Saturday, June 4, 2011

Of Benefits and Burdens.

Tibbetts v. Michaelides, 2011 VT 52 (mem.).

In today’s case, the SCOV interprets another deed restriction, this one found in a 1977 deed from Ms. Lydia Lowell to Mr. J. Peter Trono, for five acres on Bartlett’s Bay.  The larger parcel, 4.97 of the five acres, lays across the road from a 0.3-acre parcel.  Ms.
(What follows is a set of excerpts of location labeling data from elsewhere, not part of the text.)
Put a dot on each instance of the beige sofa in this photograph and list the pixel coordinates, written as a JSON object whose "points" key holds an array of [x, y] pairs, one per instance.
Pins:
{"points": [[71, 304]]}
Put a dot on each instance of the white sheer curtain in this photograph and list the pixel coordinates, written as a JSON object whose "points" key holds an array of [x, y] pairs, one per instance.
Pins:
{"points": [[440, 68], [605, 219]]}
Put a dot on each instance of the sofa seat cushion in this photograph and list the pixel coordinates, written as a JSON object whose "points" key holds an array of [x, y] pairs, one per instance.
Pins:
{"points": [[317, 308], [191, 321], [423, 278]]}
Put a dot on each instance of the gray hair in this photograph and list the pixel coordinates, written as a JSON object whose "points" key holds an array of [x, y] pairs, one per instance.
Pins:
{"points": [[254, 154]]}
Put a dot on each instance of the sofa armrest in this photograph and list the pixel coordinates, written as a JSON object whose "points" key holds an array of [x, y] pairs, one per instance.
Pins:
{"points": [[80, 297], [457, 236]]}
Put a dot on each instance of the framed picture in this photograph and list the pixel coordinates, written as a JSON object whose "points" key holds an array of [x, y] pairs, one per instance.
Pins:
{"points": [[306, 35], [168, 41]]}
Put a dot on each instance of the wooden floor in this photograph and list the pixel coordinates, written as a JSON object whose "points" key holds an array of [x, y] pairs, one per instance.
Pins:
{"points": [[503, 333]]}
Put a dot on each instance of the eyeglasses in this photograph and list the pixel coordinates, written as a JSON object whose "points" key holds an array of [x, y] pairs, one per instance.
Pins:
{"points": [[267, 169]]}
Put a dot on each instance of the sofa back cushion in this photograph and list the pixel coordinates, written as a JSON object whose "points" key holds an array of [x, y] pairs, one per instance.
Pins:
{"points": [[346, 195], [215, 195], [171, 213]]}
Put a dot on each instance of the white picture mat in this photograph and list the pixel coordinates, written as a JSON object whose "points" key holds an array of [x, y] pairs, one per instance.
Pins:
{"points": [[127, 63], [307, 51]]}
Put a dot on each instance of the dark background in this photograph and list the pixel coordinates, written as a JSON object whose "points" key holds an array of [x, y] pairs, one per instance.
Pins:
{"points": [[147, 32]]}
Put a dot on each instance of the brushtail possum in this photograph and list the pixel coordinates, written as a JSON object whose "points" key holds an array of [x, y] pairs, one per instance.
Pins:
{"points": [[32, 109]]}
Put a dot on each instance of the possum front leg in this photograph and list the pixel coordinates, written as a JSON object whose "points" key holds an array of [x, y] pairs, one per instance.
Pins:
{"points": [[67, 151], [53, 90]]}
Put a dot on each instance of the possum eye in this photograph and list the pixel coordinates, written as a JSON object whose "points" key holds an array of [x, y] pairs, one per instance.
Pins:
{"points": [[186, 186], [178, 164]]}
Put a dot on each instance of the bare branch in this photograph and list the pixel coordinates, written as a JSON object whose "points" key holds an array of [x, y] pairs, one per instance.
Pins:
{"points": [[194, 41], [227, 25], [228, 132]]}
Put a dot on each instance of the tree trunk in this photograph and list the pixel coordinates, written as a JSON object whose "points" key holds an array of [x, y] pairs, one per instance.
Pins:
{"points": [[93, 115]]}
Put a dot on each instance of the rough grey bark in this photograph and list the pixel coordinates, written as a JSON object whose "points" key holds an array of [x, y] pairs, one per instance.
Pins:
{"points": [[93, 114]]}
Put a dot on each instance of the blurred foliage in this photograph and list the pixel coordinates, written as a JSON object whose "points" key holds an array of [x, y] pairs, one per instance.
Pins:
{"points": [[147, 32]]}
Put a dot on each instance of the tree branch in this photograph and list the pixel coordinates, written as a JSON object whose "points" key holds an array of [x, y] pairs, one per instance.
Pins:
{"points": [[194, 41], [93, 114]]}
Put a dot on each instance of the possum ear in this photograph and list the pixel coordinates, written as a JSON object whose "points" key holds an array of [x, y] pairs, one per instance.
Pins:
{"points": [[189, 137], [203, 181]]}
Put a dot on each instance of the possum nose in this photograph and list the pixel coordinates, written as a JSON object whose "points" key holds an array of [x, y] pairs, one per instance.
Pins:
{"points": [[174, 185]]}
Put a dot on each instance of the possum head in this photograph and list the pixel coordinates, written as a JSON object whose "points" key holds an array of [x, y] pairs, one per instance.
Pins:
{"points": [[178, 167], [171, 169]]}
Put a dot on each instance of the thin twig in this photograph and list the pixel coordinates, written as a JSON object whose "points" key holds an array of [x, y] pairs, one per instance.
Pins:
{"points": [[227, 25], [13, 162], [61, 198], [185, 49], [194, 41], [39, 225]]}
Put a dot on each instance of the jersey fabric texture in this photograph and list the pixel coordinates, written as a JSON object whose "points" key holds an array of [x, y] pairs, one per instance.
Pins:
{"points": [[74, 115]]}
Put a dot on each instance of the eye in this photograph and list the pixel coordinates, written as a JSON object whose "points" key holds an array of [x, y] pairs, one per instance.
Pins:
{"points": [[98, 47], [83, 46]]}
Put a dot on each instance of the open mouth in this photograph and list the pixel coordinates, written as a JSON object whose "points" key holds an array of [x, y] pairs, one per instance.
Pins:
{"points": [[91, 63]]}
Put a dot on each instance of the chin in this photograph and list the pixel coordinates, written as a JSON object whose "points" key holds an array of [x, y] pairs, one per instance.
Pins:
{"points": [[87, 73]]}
Lowell retained substantial property surrounding the five-acre parcel and included several restrictions, including that “no more than five single-family houses shall be constructed upon the lands hereby conveyed.”  In addition to the development limit, the 1977 deed retained “certain ‘rights in favor others,’” specifically: a footpath and use of the footpath to reach Lake Champlain to swim and mess about in boats.  “Believe me, my young friend, there is nothing—absolute nothing—half so much worth doing as simply messing about in boats.”

In 1978, Trono’s construction company got its municipal subdivision permit, created five lots on one side of the street (with the 0.3-acre parcel left over and apparently forgotten), and sold them—two of them to defendant-neighbors in today’s case.

Trono failed to pay taxes on the 0.3-acre lot and it was sold at a tax sale, and then re-sold in 2002 to plaintiffs.  The plaintiffs, proud owners of an undersized 0.3-acre lot, sought and received a variance from the city’s setback requirements allowing them to build a house, which they promptly did.       

But when plaintiffs tried to sell their improved little lot in 2005, the buyers’ title search turned up the five-house restriction in the 1977 deed.  Buyers conditioned the sale on obtaining consent from the other five lot owners, which was not forthcoming.  Time to clear the title!  The angry defendant-neighbors opposed and counterclaimed, asking the trial court to (1) declare that the house on the undersized lot violated the 1977 deed and (2) order its removal. 

But unless the five-home restriction in the 1977 deed was intended to benefit the Trono estate (and consequently the five lots that were created from it), the owners of the five lots have no standing to enforce the restriction.  The trial court found that the deed restriction did not benefit the land burdened by the restriction, but rather benefitted the surrounding estate retained by Lowell.

The SCOV agrees.  A restriction relating to the use of a parcel sold by a grantor is generally presumed to benefit the land that the grantor has retained.  An exception to the general rule exists for general plan developments: the individual lots in the development are each burdened by restrictions intended to benefit the development as a whole and each lot in it.  Under this scheme, any of the individual lot owners may enforce the restrictions against any other owner.  But without evidence of such a scheme here and without a recorded declaration of covenants and restrictions applicable to the entire tract (the formal prerequisite to a general plan development) the exception fails.

Lacking standing, the defendant-neighbors lose and the plaintiffs’ house is saved!  But don’t uncork the champagne quite yet—the defendant-neighbors have their bulldozers primed on the issues of whether the 1978 State subdivision permit authorizes building on the 0.3-acre parcel and whether the owners of the undersized parcel enjoy the same rights to the footpath and lakeshore as the owners of the five lots.  The trial court and the SCOV refused to consider these issues in the present case, but they left the door open to another wild ride should defendants seek to press these claims in new litigation down the road.